The Chechen leader said that extra security measures were planned in Grozny, but added that the situation was the same as in major cities, like Moscow or London. He was also defiant about militants’ threats to launch new attacks over the New Year’s holidays.
“The militants have already started making statements about New Year not being a Muslim celebration,” Kadyrov said. “They claim they will soon raid Grozny and warn everyone against attending any festivities. This is just bragging. If they had such opportunities, the means and resources, they would already make our life impossible.

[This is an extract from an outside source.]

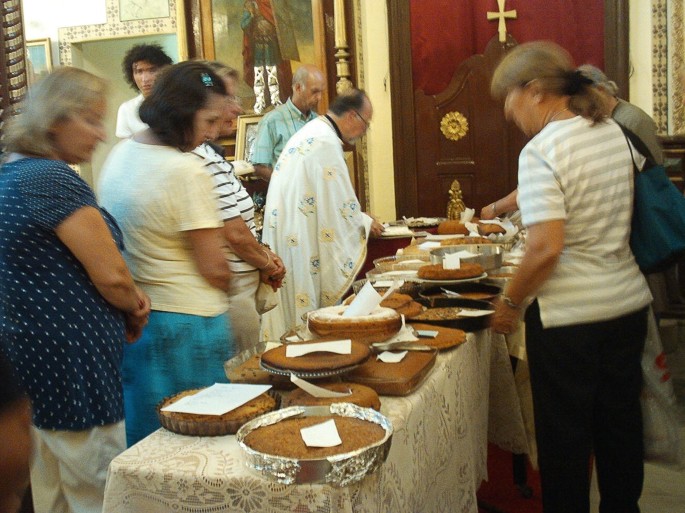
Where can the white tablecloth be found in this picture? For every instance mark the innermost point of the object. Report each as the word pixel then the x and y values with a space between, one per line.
pixel 436 463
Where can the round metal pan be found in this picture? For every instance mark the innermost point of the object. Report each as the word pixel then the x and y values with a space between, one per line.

Yet we live and work freely, and people only started hating them more. We had a rally of several thousand people recently and there the women who lost three or four sons – they asked [the terrorists] to leave our region alone, they don’t want the tragedies to be repeated and they are content with today’s situation in the republic,” Kadyrov said.
Kadyrov also expressed his suspicion that the current crisis in Ukraine was an attempt by certain unfriendly forces to drag Russia into war, like the one that took place in Georgia in 2008. He added that the fact that Ukrainian law enforcement agencies had opened a criminal case against him made him proud.
The Chechen leader referred to the early December news about a criminal probe into “terrorist threats” started against him in Ukraine after he demanded that Ukrainian MPs who supported the terrorist attack in Grozny be handed over to Russia for trial.
“I must be proud of this,” Kadyrov told reporters. “They’re taking me into consideration, they fear me. They know that I can anytime come to their homes and knock in the window. To have an investigation into some case, you first need a law. But there, they have no laws and no democracy.”